5870. — À M. LE PRÉSIDENT DE RUFFEY[1].
6 janvier 1765, à Ferney.

Je mourrai donc probablement sans vous revoir, mon cher président : car je suis bientôt entièrement aveugle, et je ne jouirai plus guère de la belle vue du lac de Genève et du magnifique et horrible tableau de la perspective des Alpes. Le pis est que je suis privé des séances de votre Académie.

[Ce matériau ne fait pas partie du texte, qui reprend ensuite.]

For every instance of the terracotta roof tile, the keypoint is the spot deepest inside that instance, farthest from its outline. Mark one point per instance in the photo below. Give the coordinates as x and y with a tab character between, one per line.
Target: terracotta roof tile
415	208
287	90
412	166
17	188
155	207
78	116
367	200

Je n’avais vu qu’un moment Mme de La Marche[2] dans ma retraite. Ceux qui ont des yeux disent qu’elle était très-jolie ; et on ajoute que son caractère était charmant. La mort se plaît à frapper de belles victimes ; peut-être serait-elle encore en vie si elle était restée auprès du grand Tronchin, qui a la réputation de prolonger les jours des jolies femmes. Sa perte doit être bien sensible à M. le premier président de La Marche, et à son beau-père, qui a le cœur tendre. Je vous prie de ne me pas oublier quand vous lui écrirez. L’état où je suis ne me permet guère de l’importuner de mes lettres. Si j’avais eu de la santé, je serais certainement venu vous voir, et j’aurais passé quelques jours à la Marche ; plus il avancera en âge, plus il aimera sa retraite ; je me souviens de quatre vers à ce propos :


Dieu fit la douce illusion
Pour les heureux fous du bel âge ;
Pour les vieux fous l’ambition,
Et la retraite pour le sage.


Cela ne veut pas dire que je suis sage, je ne le suis qu’en préférant votre société à toutes les retraites du monde. Conservez-moi vos bontés, et comptez que je vous serai tendrement attaché tout le peu de temps que j’ai à vivre.

Votre très-humble obéissant serviteur. V.

  1. Éditeur, Th. Foisset.
  2. Mlle de Berbis-Cromey, première femme du second premier président de La Marche (Jean-Philippe), morte sans enfants.